In den 70er und 80er Jahren war Dr. Daniel R. Wells wissenschaftlicher Berater der Fusion Energy Foundation (FEF), zusammen mit seinem ehemaligen Lehrer am Stevens Institute of Technology, Dr. Winston H. Bostick, einem weiteren Fusionspionier und Mitbegründer der FEF im Jahr 1974. Mehr über Dr. Wells und das FEF siehe die englische Darstellung „An Appreciation of the Work of Fusion Scientist Daniel Wells“ in 21st Century Science & Technology, Herbst 2001.

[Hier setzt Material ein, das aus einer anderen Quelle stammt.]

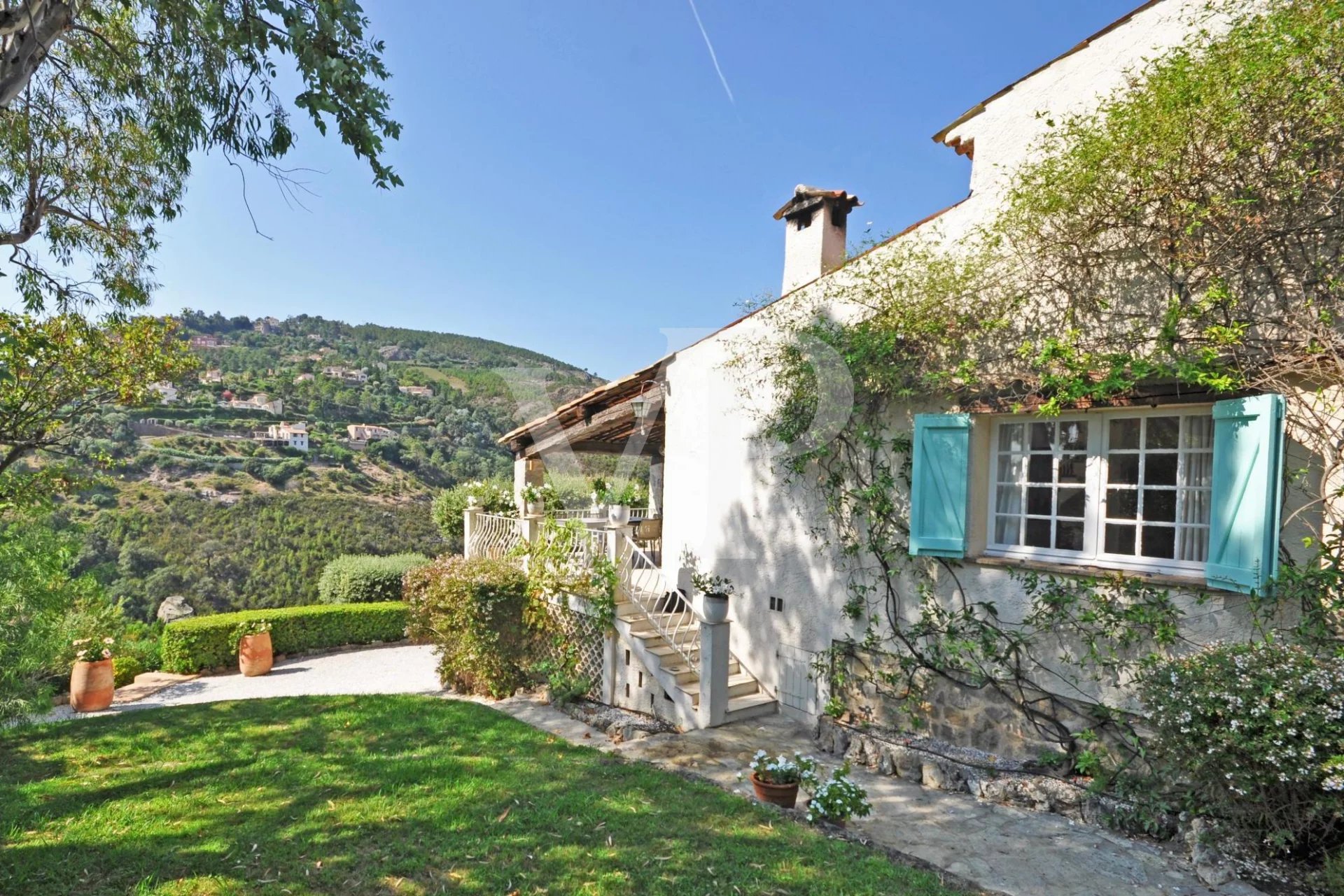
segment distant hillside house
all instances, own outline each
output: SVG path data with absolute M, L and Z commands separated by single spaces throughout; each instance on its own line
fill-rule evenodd
M 271 423 L 265 433 L 253 433 L 253 441 L 261 442 L 266 447 L 292 447 L 298 451 L 308 450 L 308 423 Z
M 343 383 L 367 383 L 368 371 L 356 371 L 349 367 L 324 367 L 323 376 L 331 376 L 333 379 L 341 380 Z
M 396 433 L 392 433 L 386 426 L 371 426 L 368 423 L 351 423 L 345 427 L 345 433 L 349 434 L 349 446 L 352 449 L 362 449 L 370 442 L 396 437 Z
M 224 395 L 231 395 L 226 392 Z M 219 407 L 233 408 L 235 411 L 266 411 L 267 414 L 284 414 L 285 403 L 281 399 L 274 399 L 265 392 L 257 392 L 251 398 L 226 398 L 219 403 Z
M 177 387 L 172 383 L 151 383 L 149 391 L 157 392 L 159 400 L 164 404 L 172 404 L 177 400 Z

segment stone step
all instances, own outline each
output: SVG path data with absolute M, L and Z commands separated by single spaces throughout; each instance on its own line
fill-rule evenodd
M 676 676 L 676 682 L 679 685 L 684 685 L 688 681 L 699 681 L 700 680 L 700 670 L 699 669 L 691 669 L 691 668 L 688 668 L 685 665 L 684 660 L 681 662 L 675 662 L 672 665 L 664 665 L 663 668 L 667 672 L 669 672 L 673 676 Z M 732 676 L 738 674 L 739 672 L 742 672 L 742 664 L 738 662 L 737 660 L 730 660 L 728 661 L 728 677 L 731 678 Z
M 698 630 L 689 629 L 685 631 L 677 631 L 676 634 L 672 635 L 672 638 L 676 643 L 689 643 L 691 641 L 695 639 L 698 634 L 699 634 Z M 645 646 L 650 646 L 653 642 L 659 642 L 663 645 L 669 643 L 665 635 L 659 634 L 653 629 L 649 629 L 646 631 L 632 631 L 630 635 L 642 641 Z M 669 646 L 668 650 L 671 649 L 672 647 Z
M 728 676 L 728 704 L 731 705 L 732 697 L 747 697 L 757 693 L 761 689 L 761 684 L 745 672 L 739 672 L 735 676 Z M 677 685 L 677 690 L 689 695 L 691 705 L 700 705 L 700 680 L 696 678 L 684 685 Z

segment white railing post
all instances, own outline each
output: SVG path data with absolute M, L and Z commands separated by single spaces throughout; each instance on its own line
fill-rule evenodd
M 609 532 L 606 539 L 606 559 L 612 562 L 612 566 L 621 566 L 621 548 L 625 545 L 626 540 L 634 535 L 634 527 L 626 525 L 610 525 L 607 524 L 606 531 Z
M 462 510 L 462 556 L 469 557 L 472 553 L 472 536 L 476 533 L 476 517 L 481 512 L 478 506 L 468 506 Z
M 700 705 L 696 708 L 702 728 L 718 728 L 728 715 L 728 626 L 724 622 L 700 622 Z
M 542 523 L 544 520 L 546 520 L 546 517 L 540 517 L 540 516 L 524 516 L 524 517 L 519 519 L 519 521 L 517 521 L 519 531 L 521 532 L 523 543 L 524 544 L 536 544 L 538 540 L 540 540 L 540 537 L 542 537 Z M 527 570 L 527 564 L 528 563 L 531 563 L 531 559 L 527 555 L 523 555 L 523 570 L 524 571 Z

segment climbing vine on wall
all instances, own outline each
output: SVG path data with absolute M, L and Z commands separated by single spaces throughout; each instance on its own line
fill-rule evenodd
M 1285 527 L 1340 527 L 1344 0 L 1245 15 L 1046 124 L 988 222 L 853 259 L 763 309 L 781 339 L 739 344 L 730 364 L 746 394 L 773 396 L 761 435 L 843 562 L 863 633 L 848 646 L 896 658 L 875 682 L 913 705 L 939 680 L 989 689 L 1075 762 L 1107 732 L 1125 763 L 1142 747 L 1098 693 L 1187 646 L 1181 609 L 1132 576 L 1028 572 L 1009 618 L 957 562 L 911 557 L 905 412 L 1279 392 L 1309 458 L 1289 470 Z M 1254 602 L 1262 631 L 1337 645 L 1339 541 L 1304 548 L 1275 600 Z

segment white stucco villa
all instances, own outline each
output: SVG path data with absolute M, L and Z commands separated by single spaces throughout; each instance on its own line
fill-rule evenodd
M 972 161 L 969 195 L 872 251 L 934 226 L 954 239 L 984 220 L 1047 128 L 1042 113 L 1094 107 L 1145 59 L 1191 40 L 1191 20 L 1204 7 L 1146 3 L 957 117 L 934 140 Z M 831 278 L 847 275 L 845 223 L 856 204 L 841 189 L 798 187 L 775 212 L 785 265 L 774 308 L 812 301 Z M 812 660 L 862 634 L 840 611 L 845 584 L 835 557 L 810 536 L 813 523 L 773 470 L 770 446 L 754 438 L 741 372 L 724 367 L 735 345 L 769 339 L 770 326 L 769 314 L 747 314 L 501 439 L 515 454 L 519 488 L 539 484 L 547 459 L 566 451 L 649 458 L 659 549 L 642 549 L 629 527 L 593 523 L 595 549 L 621 564 L 621 619 L 602 660 L 610 703 L 685 725 L 777 711 L 814 717 L 825 695 Z M 1191 635 L 1243 635 L 1243 592 L 1273 572 L 1277 555 L 1277 541 L 1266 539 L 1277 539 L 1282 424 L 1274 396 L 1262 398 L 1215 410 L 1212 398 L 1185 395 L 1179 404 L 1154 399 L 1056 420 L 909 408 L 917 431 L 911 549 L 957 557 L 966 591 L 1003 606 L 1024 599 L 1012 566 L 1124 570 L 1177 591 L 1207 587 L 1210 603 Z M 943 412 L 914 420 L 927 410 Z M 1235 430 L 1224 426 L 1232 416 Z M 1251 447 L 1263 450 L 1238 454 L 1253 437 Z M 1223 474 L 1239 477 L 1250 496 L 1235 508 L 1212 494 Z M 1098 509 L 1107 488 L 1109 512 Z M 1146 514 L 1121 510 L 1137 508 L 1141 494 Z M 469 513 L 468 552 L 527 537 L 527 520 L 503 520 Z M 737 583 L 726 627 L 706 621 L 712 609 L 688 587 L 683 551 Z M 708 674 L 718 681 L 707 682 Z

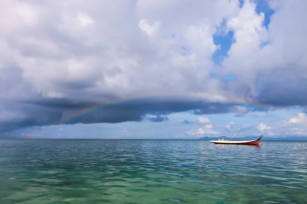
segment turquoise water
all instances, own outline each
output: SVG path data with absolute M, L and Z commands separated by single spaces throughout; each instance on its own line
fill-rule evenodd
M 307 142 L 0 140 L 0 203 L 307 203 Z

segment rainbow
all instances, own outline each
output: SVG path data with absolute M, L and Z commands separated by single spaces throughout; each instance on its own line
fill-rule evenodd
M 93 112 L 97 110 L 112 107 L 115 106 L 120 106 L 134 101 L 141 101 L 142 100 L 156 100 L 160 101 L 169 101 L 173 100 L 178 101 L 178 99 L 183 101 L 189 101 L 195 102 L 204 103 L 233 103 L 238 105 L 246 105 L 251 106 L 254 107 L 258 107 L 260 109 L 267 110 L 268 111 L 275 112 L 276 110 L 270 106 L 261 104 L 256 101 L 252 100 L 249 100 L 243 98 L 235 97 L 231 95 L 217 94 L 212 92 L 189 92 L 181 93 L 176 94 L 148 94 L 139 95 L 135 95 L 124 98 L 114 99 L 104 101 L 103 103 L 97 103 L 87 108 L 83 109 L 77 112 L 74 112 L 70 114 L 62 117 L 60 121 L 51 124 L 50 126 L 58 125 L 61 124 L 67 124 L 71 120 L 77 118 L 79 117 L 85 115 L 86 114 Z M 40 131 L 40 135 L 42 132 L 47 131 L 49 128 L 47 128 L 43 131 Z
M 133 102 L 135 101 L 141 100 L 143 99 L 160 99 L 162 101 L 170 101 L 174 100 L 176 98 L 179 98 L 182 100 L 184 99 L 185 101 L 188 101 L 189 100 L 195 101 L 203 101 L 204 102 L 213 102 L 213 103 L 233 103 L 235 104 L 245 104 L 253 107 L 256 107 L 267 111 L 273 111 L 275 109 L 273 109 L 271 106 L 261 104 L 260 103 L 244 99 L 243 98 L 235 97 L 230 95 L 219 94 L 216 93 L 209 92 L 194 92 L 188 93 L 185 94 L 147 94 L 135 96 L 124 99 L 114 100 L 113 101 L 108 101 L 104 103 L 100 103 L 93 106 L 87 108 L 83 109 L 78 112 L 75 112 L 71 115 L 69 115 L 65 117 L 62 118 L 60 121 L 58 121 L 54 124 L 54 125 L 59 125 L 60 124 L 64 124 L 70 120 L 77 118 L 79 117 L 95 111 L 108 107 L 114 106 L 119 106 L 125 103 Z M 213 100 L 212 100 L 213 99 Z

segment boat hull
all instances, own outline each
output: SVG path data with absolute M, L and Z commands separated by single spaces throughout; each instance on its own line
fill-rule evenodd
M 210 142 L 221 144 L 241 144 L 246 145 L 258 145 L 261 140 L 261 136 L 256 140 L 211 140 Z

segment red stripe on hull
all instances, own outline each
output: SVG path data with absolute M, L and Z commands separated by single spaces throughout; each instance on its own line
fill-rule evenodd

Während eines FEF-Seminars [in Leesburg, Virginia, im Jahr 1986] war Dr. Daniel Wells etwas irritiert, als ich damals erneut auf mein „Steckenpferd“ verwies, daß die Keplerschen Bahnen im wesentlichen „kräftefreie Felder“ sind, die prinzipiell den gleichen Charakter haben wie die „kräftefreien“ Zustände, die im Kernfusionsplasma auftreten. Dr. Wells hatte berichtet, daß er die entsprechenden Berechnungen (für die von Titius-Bode angegebene Näherung der Kepler-Werte) durchgeführt habe und meine Sicht über sogenannte „kräftefreie“ Plasmazustände empirisch bestätigt sehe. Aus Gründen, die hinreichend offensichtlich sein sollten, ist es wichtig, daß ich einige zusätzliche Beobachtungen anfüge, als Hintergrundinformation für diejenigen, die mit unseren Bemühungen in dieser und verwandten Fragen zusammenarbeiten.
1. Dr. Wells hat eine Entdeckung eingebracht, die aus Gründen, die ich unten angeben werde, die gesamte theoretische Physik, einschließlich der Biophysik revolutionieren dürfte.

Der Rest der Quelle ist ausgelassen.